Denis Hayes organized the first Earth Day, and all he got was this lousy planet

If you do nothing else this Earth Day, register to vote. And then, don't just vote: get in there at your congressman's town meetings and lay into him on the issues. And talk to your friends about the issues and pull them in with you. It's a part of friendship.

Another place of leverage is in the economic system. We're seeing more shareholder activism, some of it over environmental issues, where they're holding companies accountable for everything from disclosing greenhouse-gas emissions to sustainable forestry practices.

One important lesson successful social movements learned from religion is that if you're going to be successful, you have to really live the values you are preaching. As a consumer, that means when you're buying environmentally sound products, you're not just helping companies that are doing the right thing, but it also increases the integrity with which you are viewed by others, and that influences their commitment. It's like secular sacraments: buying the most fuel-efficient car that meets your needs, insulating the dickens out of your house, using superefficient appliances.

Despite the setbacks and issues yet to be confronted, do you feel the movement has changed the basic way we think about the environment?
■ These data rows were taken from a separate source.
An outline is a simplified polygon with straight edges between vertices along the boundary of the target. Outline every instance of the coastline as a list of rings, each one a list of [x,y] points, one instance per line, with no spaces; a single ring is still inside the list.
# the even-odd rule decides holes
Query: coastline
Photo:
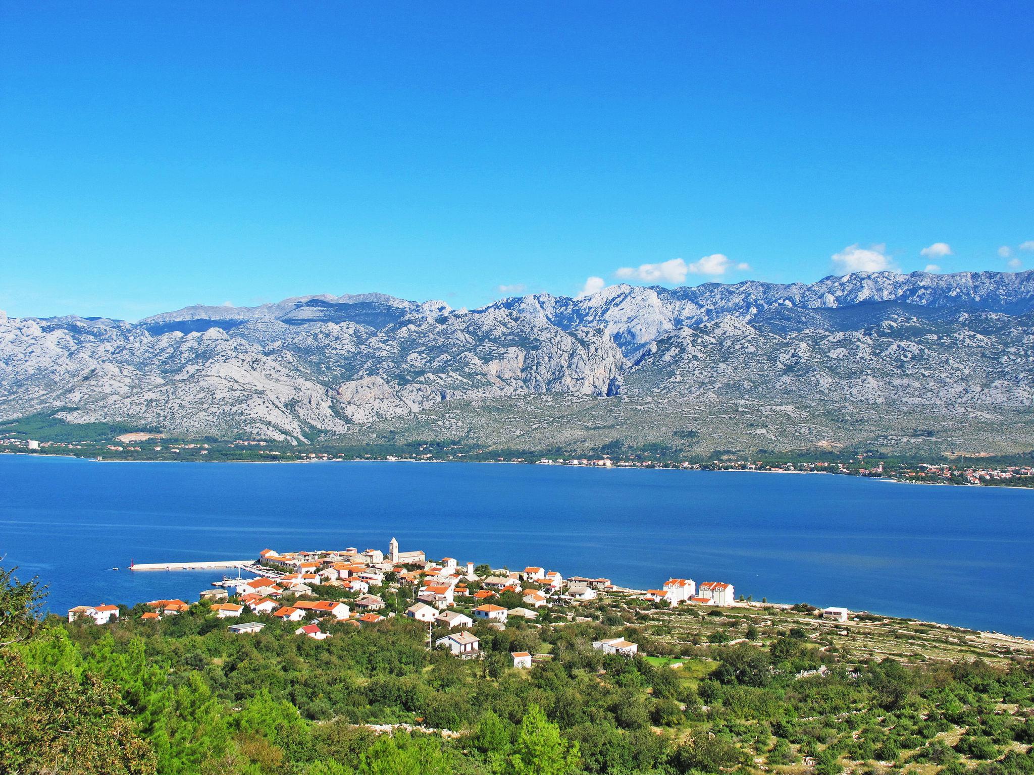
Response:
[[[92,463],[244,463],[244,464],[267,464],[267,463],[481,463],[481,464],[495,464],[495,465],[550,465],[562,468],[580,468],[589,470],[600,470],[600,471],[613,471],[613,470],[647,470],[647,471],[677,471],[681,473],[688,472],[701,472],[701,473],[785,473],[785,474],[813,474],[813,475],[829,475],[829,476],[851,476],[855,478],[864,478],[873,482],[888,482],[899,485],[925,485],[934,487],[968,487],[968,488],[983,488],[991,490],[1025,490],[1028,492],[1034,492],[1034,486],[1024,486],[1024,485],[973,485],[968,482],[932,482],[926,479],[916,479],[916,478],[905,478],[905,477],[894,477],[894,476],[870,476],[868,474],[854,473],[851,471],[788,471],[783,469],[757,469],[757,468],[703,468],[703,467],[691,467],[682,468],[679,466],[668,466],[668,465],[658,465],[658,466],[645,466],[645,465],[614,465],[614,466],[595,466],[595,465],[570,465],[561,463],[550,463],[543,464],[536,460],[414,460],[412,458],[397,458],[395,460],[389,460],[387,458],[316,458],[316,459],[298,459],[298,460],[282,460],[279,458],[269,458],[266,460],[212,460],[208,458],[199,457],[191,460],[183,460],[178,458],[169,459],[154,459],[154,458],[120,458],[120,459],[110,459],[103,458],[102,456],[93,457],[89,455],[69,455],[66,453],[38,453],[38,452],[23,452],[21,450],[3,450],[0,451],[0,457],[3,455],[21,455],[25,457],[32,458],[67,458],[71,460],[84,460]]]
I grew up in a small paper-milling community, and it produced an incredible amount of toxicity—sulfur dioxide, hydrogen sulfide and various kinds of effluents that went out the pipes into the Columbia River. There was zero pollution control. The biggest complaint people had wasn't the stench or that they woke up every morning with a sore throat because that's just how life was—you did wake up every morning with a sore throat. But people were pissed that this stuff corroded their cars, so the only pollution response of the mill was to install showers for automobiles on their parking lot.

I continue to think that my lungs are scarred from spending 18 years growing up with that stuff. But at the time, that was the smell of prosperity and the price of progress. The transformation from that is significant. If you ran a mill today the way they did then, you'd go to prison.